Data menunjukkan rekomendasi yang lemah bahwa pemberian analgesik opioid dengan
administrasi secara spinal (epidural atau intratekal) dalam kombinasinya dengan anestesi lokal
atau clonidine harus dipertimbangkan untuk pasien yang analgesianya tidak memadai atau yang
memiliki efek samping tak tertahankan meskipun penggunaan optimal dari opioid oral dan
parenteral dan agen non-opioid.
Pembahasan
Pedoman yang kami sajikan merupakan projek dari International European Palliative Care
Research Collaborative yang bertujuan merevisi rekomendasi EAPC sebelumnya mengenai
penggunaan opioid untuk mengobati nyeri kanker. Kami menggunakan proses bertahap yang
dikombinasikan dengan strategi tinjauan literatur sistematis.
Kualitas dan isi dari bukti terbaru menunjukkan bahwa bias publikasi perlu
diperhitungkan. Bahkan, perbedaan data Opioid Step III, opioid transdermal, pengobatan nyeri
lanjutan, konstipasi, dan nyeri neuropatik berasal hampir seluruhnya dari RCT yang disponsori
oleh industri farmasi. Kurangnya studi secara langsung yang membandingkan perbedaan opioid
Step III adalah contoh yang jelas dari bias tersebut. Kami tidak menilai fitur pharmacoeconomic.
Dalam beberapa kasus dapat menjadi sulit untuk menyeimbangkan manfaat klinis, yang
merupakan dasar untuk rekomendasi, dan tingginya biaya obat baru dibandingkan dengan yang
lebih murah, dan obat yangkurang efektif, seperti dalam kasus untuk nyeri lanjutan, antagonis
opioid untuk konstipasi, dan lain-lain. Perawatan sosial menuntut bahwa pedoman ini harus
menjadi dasar untuk pengambilan keputusan yang juga akan mempertimbangkan keterjangkauan
untuk pasien

secara individu dan pada tingkat masyarakat. Kami menggarisbawahi bahwa

rekomendasi ini dirumuskan di bawah beberapa ketentuan, seperti yang dijelaskan, dan harus
diambil secara keseluruhan. Kami sangat tidak menyarankan penggunaan setiap bagian dari teks
atau rekomendasi individual saja.
International European Palliative Care Research Collaborative

juga menyoroti

kurangnya konsensus mengenai metode untuk penilaian dan klasifikasi nyeri kanker.
Perkembngan potensi efek klinis farmakologi baru (misalnya, tapentadol atau gabungan
oxycodone dan nalokson) perlu penelitian lebih lanjut dan pedoman yang terus diperbarui.

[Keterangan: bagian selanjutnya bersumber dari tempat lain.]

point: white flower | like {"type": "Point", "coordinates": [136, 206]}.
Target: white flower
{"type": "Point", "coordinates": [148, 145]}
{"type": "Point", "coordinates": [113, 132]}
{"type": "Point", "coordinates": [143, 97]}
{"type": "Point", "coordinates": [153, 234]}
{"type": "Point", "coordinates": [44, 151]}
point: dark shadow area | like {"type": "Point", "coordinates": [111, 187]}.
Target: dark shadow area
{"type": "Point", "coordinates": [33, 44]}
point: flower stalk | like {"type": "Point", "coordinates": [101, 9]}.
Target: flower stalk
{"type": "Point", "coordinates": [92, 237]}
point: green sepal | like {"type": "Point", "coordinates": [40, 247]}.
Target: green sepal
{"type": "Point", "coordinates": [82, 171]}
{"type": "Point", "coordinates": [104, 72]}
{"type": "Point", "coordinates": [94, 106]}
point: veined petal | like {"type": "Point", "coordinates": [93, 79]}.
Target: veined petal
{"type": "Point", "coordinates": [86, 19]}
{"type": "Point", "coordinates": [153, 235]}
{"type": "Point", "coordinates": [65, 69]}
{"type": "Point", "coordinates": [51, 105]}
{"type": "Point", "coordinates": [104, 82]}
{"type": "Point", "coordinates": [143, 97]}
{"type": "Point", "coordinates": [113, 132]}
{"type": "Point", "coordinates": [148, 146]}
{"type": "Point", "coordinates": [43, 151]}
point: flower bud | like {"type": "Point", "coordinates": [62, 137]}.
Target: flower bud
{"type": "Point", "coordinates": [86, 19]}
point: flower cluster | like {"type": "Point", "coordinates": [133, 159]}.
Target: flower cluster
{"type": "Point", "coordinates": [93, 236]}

Akhirnya, status rekomendasi opioid EAPC dapat dilihat sebagai perbaikan dari standar
sebelumnya dan diusulkan sebagai kerangka umum untuk memungkinkan para profesional,
otoritas kesehatan, dan masyarakat untuk membuat keputusan dengan lingkup final dalam
meningkatkan kualitas hidup untuk semua pasien yang menderita nyeri kanker.